After garnering popularity by posting sun-drenched images of their idyllic lifestyle and travels around the UK and Europe, Lauren Smith and Calum Creasey turned their Instagram account into a book and journal – The Rolling Home – named after their converted camper van, which celebrates similarly alternative lifestyles led by people all over the world.
The celebration of the depth, variety and importance of books on show at the festival made it an appropriate place for the announcement of the David Vaisey Prize for Gloucestershire libraries. Small rural towns have come to rely on their local libraries to shoulder the responsibility as centres of the community. To raise awareness of the valuable work they do, an initiative was launched to award funds to the library that came up with the best ideas to get people into reading, judged by a panel led by journalist and broadcaster Anne Robinson.
Bream Community Library was awarded the prize of £5,000, which will help it to expand its LEGO-based project to inspire and encourage children to read more, by sparking their imaginations and getting them interested in books. The remaining three libraries on the shortlist received £1,000 each.
David Vaisey was Bodley’s librarian at Oxford University and has dedicated his life to libraries.
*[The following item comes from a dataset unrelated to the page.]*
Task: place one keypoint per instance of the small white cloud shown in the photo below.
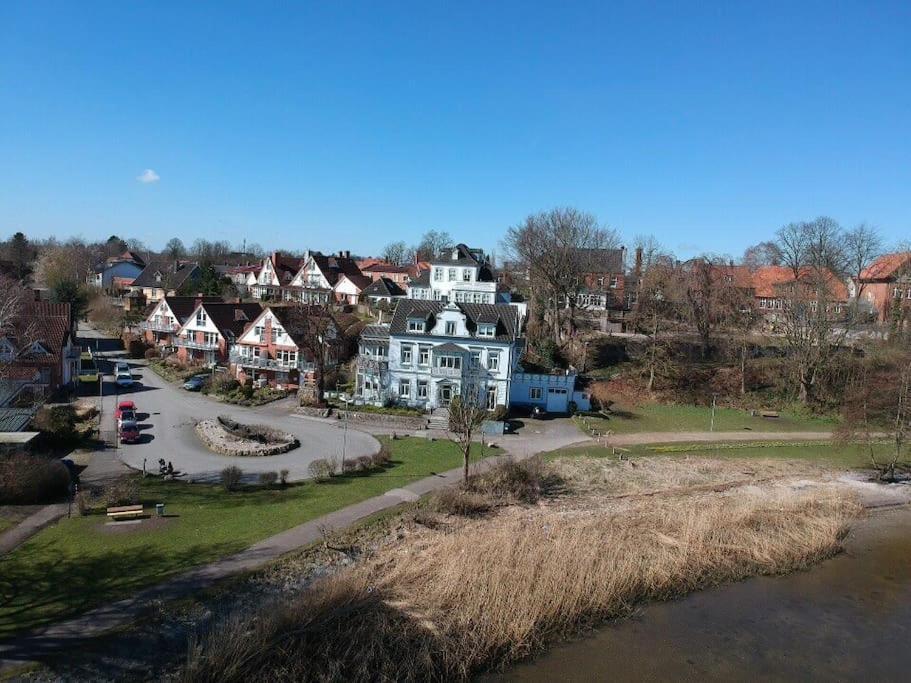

The winner of the prize was announced by his friend the playwright Alan Bennett, who shared his childhood memories of reading, and being “forbidden to read library books in bed, for fear of catching TB”. He talked about the magic and importance of reading, especially to the active imagination of a child. “Libraries are indispensible”, he adds, “and should be a community service, like hospitals.”
Who knows, the children being encouraged to read up the road in Bream and other areas of Gloucestershire might one day be authors in their own right, on the stage at Cheltenham Literature Festival.